Four designs, four very different kinds of excess
The line-up includes Sex and the City, Pink Lotus, Queen of Thorns, and Ophelia. One leans into city-glam bravado, another goes full floral fantasy, and the rest split the difference between romance and theatricality. Caviar is selling taste as much as hardware here, which is exactly what the luxury-phone niche has always done best.
Sex and the City starts at $8,840 and is limited to 99 pieces. It combines a pink body with a high-heel motif and a three-dimensional Apple logo made from 18K gold. Pink Lotus is the most expensive version at $20,270, and for that money, you get 999 gold plating, 84 natural diamonds, and mother-of-pearl inlays; just 14 units will exist. Queen of Thorns starts at $8,200, uses pink enamel roses and a 999 gold-plated Apple logo, and is also capped at 99 units. Ophelia sits at $10,270 with gold accents, premium calfskin leather, and soft pink enamel, with 19 pieces available.

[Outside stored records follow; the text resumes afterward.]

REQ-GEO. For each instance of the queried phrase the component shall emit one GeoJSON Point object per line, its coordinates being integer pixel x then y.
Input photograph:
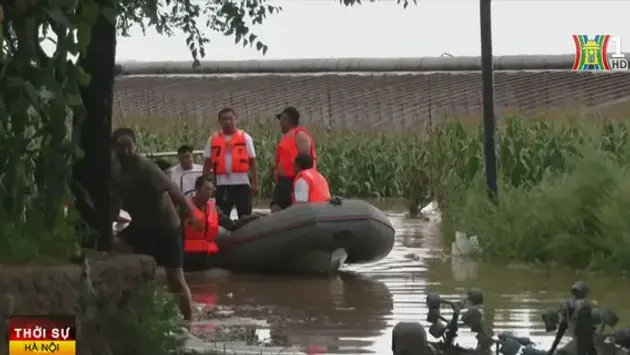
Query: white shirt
{"type": "Point", "coordinates": [301, 190]}
{"type": "Point", "coordinates": [185, 179]}
{"type": "Point", "coordinates": [232, 178]}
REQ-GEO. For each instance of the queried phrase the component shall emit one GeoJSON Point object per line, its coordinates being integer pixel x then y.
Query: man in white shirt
{"type": "Point", "coordinates": [231, 158]}
{"type": "Point", "coordinates": [186, 172]}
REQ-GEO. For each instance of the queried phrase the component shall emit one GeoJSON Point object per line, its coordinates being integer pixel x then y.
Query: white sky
{"type": "Point", "coordinates": [325, 29]}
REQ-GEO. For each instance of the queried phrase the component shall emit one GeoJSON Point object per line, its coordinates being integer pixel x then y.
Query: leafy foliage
{"type": "Point", "coordinates": [39, 98]}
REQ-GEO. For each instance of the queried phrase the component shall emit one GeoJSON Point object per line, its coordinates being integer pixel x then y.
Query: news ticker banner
{"type": "Point", "coordinates": [42, 335]}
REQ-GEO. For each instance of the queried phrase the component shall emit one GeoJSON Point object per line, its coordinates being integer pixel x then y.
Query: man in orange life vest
{"type": "Point", "coordinates": [201, 239]}
{"type": "Point", "coordinates": [295, 140]}
{"type": "Point", "coordinates": [231, 157]}
{"type": "Point", "coordinates": [309, 186]}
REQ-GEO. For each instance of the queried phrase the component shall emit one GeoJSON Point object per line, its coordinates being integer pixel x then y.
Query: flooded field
{"type": "Point", "coordinates": [354, 312]}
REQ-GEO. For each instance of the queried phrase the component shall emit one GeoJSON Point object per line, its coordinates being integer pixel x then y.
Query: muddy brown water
{"type": "Point", "coordinates": [354, 312]}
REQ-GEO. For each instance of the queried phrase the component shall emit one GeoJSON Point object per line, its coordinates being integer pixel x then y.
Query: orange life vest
{"type": "Point", "coordinates": [318, 190]}
{"type": "Point", "coordinates": [287, 151]}
{"type": "Point", "coordinates": [237, 146]}
{"type": "Point", "coordinates": [202, 240]}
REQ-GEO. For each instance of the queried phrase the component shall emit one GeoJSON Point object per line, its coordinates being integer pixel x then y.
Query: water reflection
{"type": "Point", "coordinates": [338, 313]}
{"type": "Point", "coordinates": [355, 311]}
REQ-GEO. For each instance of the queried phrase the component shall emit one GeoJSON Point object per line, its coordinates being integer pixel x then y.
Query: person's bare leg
{"type": "Point", "coordinates": [178, 286]}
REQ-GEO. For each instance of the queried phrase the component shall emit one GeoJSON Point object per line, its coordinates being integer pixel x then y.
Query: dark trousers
{"type": "Point", "coordinates": [283, 192]}
{"type": "Point", "coordinates": [230, 196]}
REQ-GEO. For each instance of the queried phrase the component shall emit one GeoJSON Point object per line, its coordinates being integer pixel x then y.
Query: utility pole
{"type": "Point", "coordinates": [489, 122]}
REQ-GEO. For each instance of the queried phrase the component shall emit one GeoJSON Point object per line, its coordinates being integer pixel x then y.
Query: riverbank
{"type": "Point", "coordinates": [562, 182]}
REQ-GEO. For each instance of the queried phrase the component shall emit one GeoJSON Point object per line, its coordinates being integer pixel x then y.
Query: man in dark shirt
{"type": "Point", "coordinates": [150, 198]}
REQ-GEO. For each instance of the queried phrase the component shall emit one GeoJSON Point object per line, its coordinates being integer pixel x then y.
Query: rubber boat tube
{"type": "Point", "coordinates": [307, 238]}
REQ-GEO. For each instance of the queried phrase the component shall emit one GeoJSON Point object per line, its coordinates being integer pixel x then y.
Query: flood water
{"type": "Point", "coordinates": [354, 312]}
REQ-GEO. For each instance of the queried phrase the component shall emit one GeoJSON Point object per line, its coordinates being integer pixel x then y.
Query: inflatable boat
{"type": "Point", "coordinates": [304, 238]}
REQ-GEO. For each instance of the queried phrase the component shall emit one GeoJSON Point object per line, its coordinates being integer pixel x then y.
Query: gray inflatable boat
{"type": "Point", "coordinates": [306, 238]}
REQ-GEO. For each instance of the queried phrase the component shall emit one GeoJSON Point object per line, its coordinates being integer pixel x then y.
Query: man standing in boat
{"type": "Point", "coordinates": [230, 157]}
{"type": "Point", "coordinates": [185, 173]}
{"type": "Point", "coordinates": [295, 140]}
{"type": "Point", "coordinates": [309, 186]}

Caviar’s luxury iPhone playbook
Luxury smartphone builders live on scarcity, and Caviar is following the old formula with almost comical precision: tiny production runs, ornate materials, and design references that sound more like perfume ads than product specs. The company’s packaging also gets the treatment, with an interactive box and a 24K gold-plated key, because opening the box should apparently feel like inheriting a castle.
This is hardly Caviar’s first attempt at turning an iPhone into a collector object. The company has also shown a $10,000 iPhone 17 Pro with an original iPhone 2G motherboard and another edition that includes a fragment of Steve Jobs’ turtleneck. That tells you where this market is headed: not better cameras or faster chips, but deeper layers of nostalgia, symbolism, and bragging rights.
The luxury iPhone niche keeps getting more specific
Apple’s own Pro models already sit at the top of the mainstream phone market, so the real customers for this kind of thing are buying separation, not utility. The competition is no longer about battery life or AI features; it is about who can make a slab of metal and glass feel rarer than a watch or handbag. Expect that to keep pulling brands toward even stranger materials and more aggressive scarcity plays.
The bigger question is how far Caviar can keep stretching this formula before the novelty fades. For now, the answer seems simple: as long as someone is willing to pay five figures for a pink iPhone with diamonds on it, the company will keep making the world’s most expensive personality test.